State Street Global Advisors installed the statue in March 2017 to honor International Women's Day. Since then, she has become a symbol of empowerment and a push for gender equality.

BRIGGS: From this spot, your effort to move her to your front yard, she will finally...


ROMANS: She will not be in my front yard...

BRIGGS: You do love...

ROMANS: But she will be there, staring down the front door of the New York Stock Exchange.

BRIGGS: As she should. What a great symbol. "Early Start" continues right now with the latest on these Comey memos just released and leaked last night.

ROMANS: Breaking overnight, President Trump already tweeting his reaction to the James Comey memos just turned over to Congress like we said.

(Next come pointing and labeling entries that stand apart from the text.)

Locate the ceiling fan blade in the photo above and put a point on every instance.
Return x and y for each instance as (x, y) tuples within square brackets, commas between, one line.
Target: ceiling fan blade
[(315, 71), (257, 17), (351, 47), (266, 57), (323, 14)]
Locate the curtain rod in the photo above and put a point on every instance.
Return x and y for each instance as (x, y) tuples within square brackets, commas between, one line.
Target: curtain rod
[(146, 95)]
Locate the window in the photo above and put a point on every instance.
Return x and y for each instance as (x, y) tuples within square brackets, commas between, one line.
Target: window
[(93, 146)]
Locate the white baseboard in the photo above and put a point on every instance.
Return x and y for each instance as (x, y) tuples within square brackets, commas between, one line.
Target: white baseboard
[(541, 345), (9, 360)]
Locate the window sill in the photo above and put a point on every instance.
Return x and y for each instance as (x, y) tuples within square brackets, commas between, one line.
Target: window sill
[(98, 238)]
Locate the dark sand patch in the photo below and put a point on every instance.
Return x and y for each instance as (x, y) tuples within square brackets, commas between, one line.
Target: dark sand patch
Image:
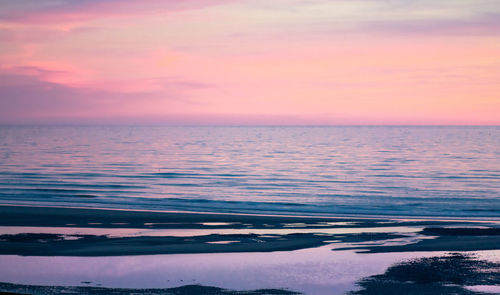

BRIGGS: Rudy Giuliani joining the Trump legal team telling CNN he plans to give the Mueller investigation "a little push."


SCHULTZ: What do you expect happens when you demonize law enforcement?


ROMANS: A Florida sheriff not holding back after the ambush murder of two of his deputies.

BRIGGS: A big American bank about to be slapped with a $1 billion fine for charging people for insurance they didn't need and fees they shouldn't have to pay. Well, good morning, everyone. Welcome to "Early Start" on a busy breaking news day. I am Dave Briggs.

ROMANS: And I am Christine Romans. It is Friday thought, April 20th, 5:00 a.m. in the East, noon in Moscow, 6:00 p.m. in Seoul, we will be live in both of those cities. President Trump was up late last night tweeting out his reaction to declassified versions of the Comey memos provided to Congress.

The President wrote, "James Comey memos just out and show clearly that there was no collusion and no obstruction."